As a necessary condition for analyzing data from a longitudinal cohort design (Duncan et al., 1996), we began by using Chi-square and univariate ANOVA tests to determine whether the different cohorts were comparable with respect to the attributes being measured. Comparing demographics between the three groups of participants, we found no significant differences based on gender (x2 = 4.94n.s., p = 0.085). However, significant differences were found between groups on the variables of age (F = 17.43, p < 0.001), cultural background x2 = 15.32, p = 0.02), and intensity of participation in youth work (F = 6.99, p = 001). Furthermore, younger adolescents and youngsters with a native Dutch background were less represented in Cohort 3 (participation 3 years or longer), while youngsters in Cohort 1 (0–6 months participation) participated less intensively in youth work settings compared to youngsters in the other two cohort groups. We, therefore, controlled for any confounding on these three variables in our analysis.
Because observations were made repeatedly over four time points, we used Linear Mixed Models (LMM) to answer the research questions.

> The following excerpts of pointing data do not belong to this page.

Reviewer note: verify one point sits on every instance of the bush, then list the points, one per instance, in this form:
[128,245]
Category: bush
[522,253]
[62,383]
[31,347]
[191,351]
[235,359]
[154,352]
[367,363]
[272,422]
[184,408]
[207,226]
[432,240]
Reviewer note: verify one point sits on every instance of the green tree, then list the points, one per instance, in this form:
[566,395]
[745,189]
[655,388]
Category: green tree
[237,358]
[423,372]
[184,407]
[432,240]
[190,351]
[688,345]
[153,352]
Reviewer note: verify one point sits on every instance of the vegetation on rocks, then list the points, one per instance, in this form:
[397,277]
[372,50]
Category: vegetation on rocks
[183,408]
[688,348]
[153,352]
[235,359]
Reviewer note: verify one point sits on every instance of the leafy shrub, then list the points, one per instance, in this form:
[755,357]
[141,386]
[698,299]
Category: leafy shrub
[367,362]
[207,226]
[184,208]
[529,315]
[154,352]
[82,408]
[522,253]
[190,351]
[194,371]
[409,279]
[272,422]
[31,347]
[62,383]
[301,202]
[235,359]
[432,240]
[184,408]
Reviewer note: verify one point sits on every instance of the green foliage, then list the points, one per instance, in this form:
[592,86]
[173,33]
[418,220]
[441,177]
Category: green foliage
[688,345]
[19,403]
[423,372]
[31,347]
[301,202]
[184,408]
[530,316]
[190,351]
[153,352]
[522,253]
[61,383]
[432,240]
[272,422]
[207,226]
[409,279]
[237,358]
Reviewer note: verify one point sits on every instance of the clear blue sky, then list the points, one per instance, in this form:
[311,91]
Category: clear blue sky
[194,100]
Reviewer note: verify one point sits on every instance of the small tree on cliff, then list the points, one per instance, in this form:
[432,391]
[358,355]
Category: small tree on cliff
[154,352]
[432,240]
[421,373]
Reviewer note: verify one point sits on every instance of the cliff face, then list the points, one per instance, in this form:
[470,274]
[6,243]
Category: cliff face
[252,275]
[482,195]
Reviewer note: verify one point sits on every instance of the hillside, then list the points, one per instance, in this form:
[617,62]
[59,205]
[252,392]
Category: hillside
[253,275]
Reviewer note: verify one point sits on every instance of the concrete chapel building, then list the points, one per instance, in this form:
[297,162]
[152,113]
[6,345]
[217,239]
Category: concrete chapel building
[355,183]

Multiple imputation of missing values was not necessary because LMM includes participants in the analysis who have not completed all measurements (dependent variables) (Twisk et al., 2013). LMM provides an understanding of both the mean levels of the outcome variables (average over time) and the changes in mean levels over the four time points. A two-level (repeated measures were clustered within youngsters) linear mixed model was constructed with restricted maximum likelihood estimation. The variance at organizational level was also checked, but did not explain differences, and therefore it was not included in the models. The model intercept was specified as random across individuals, while other parameters were specified as fixed. We used unstructured covariance.

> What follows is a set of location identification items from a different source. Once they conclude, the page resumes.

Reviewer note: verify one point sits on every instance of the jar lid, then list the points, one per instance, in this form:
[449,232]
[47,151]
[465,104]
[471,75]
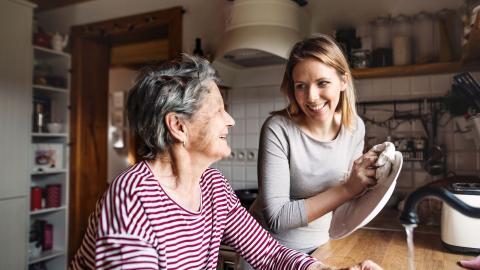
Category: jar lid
[422,15]
[401,18]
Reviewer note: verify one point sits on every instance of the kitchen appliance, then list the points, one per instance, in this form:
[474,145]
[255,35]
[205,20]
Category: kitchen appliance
[460,233]
[260,32]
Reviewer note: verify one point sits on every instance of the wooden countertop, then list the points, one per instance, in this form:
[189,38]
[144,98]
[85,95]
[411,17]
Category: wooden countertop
[389,249]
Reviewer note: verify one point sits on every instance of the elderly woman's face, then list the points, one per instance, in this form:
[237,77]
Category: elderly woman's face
[209,127]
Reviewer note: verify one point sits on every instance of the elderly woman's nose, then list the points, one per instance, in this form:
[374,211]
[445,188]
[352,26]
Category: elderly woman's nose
[229,119]
[312,93]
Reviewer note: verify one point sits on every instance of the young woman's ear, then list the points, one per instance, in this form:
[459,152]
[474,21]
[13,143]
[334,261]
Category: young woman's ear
[344,81]
[176,126]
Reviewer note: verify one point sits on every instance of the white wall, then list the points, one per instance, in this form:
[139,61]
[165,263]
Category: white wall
[119,81]
[202,19]
[250,102]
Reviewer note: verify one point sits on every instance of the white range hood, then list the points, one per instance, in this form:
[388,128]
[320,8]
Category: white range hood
[260,33]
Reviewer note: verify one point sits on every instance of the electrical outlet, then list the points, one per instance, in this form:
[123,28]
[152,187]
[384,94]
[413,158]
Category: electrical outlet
[252,154]
[241,154]
[232,155]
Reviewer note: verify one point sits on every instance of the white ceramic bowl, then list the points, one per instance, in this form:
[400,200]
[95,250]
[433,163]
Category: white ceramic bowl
[54,127]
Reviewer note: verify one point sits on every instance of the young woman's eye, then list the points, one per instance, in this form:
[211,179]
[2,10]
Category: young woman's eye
[322,83]
[299,86]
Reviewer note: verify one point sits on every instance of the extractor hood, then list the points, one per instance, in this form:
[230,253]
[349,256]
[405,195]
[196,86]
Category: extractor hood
[259,33]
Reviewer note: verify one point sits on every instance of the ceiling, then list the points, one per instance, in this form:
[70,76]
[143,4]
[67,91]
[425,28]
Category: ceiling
[43,5]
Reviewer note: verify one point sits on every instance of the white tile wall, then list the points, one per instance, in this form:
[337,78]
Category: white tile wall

First, we explored the mean differences between cohorts over the four time points. These mean differences indicate how the factor of “length of participation” influences the scores on outcome variables. The between-group effect size was calculated according to Cohen’s d. Second, we modeled time as a categorical variable to assess improvements of the three cohorts on outcome variables over a period of 16 months. Undertaking an analysis for each cohort group, it was possible to observe in detail how the different groups developed over time. We did not calculate effect sizes for these results because some scholars discourage reporting effect sizes for within-group changes (pre-post within one group); for example, because pre- and post-test results tend to be dependent (Cuijpers et al., 2017). All analyses were conducted using SPSS 24. Statistical significance was assessed at the 0.05 level.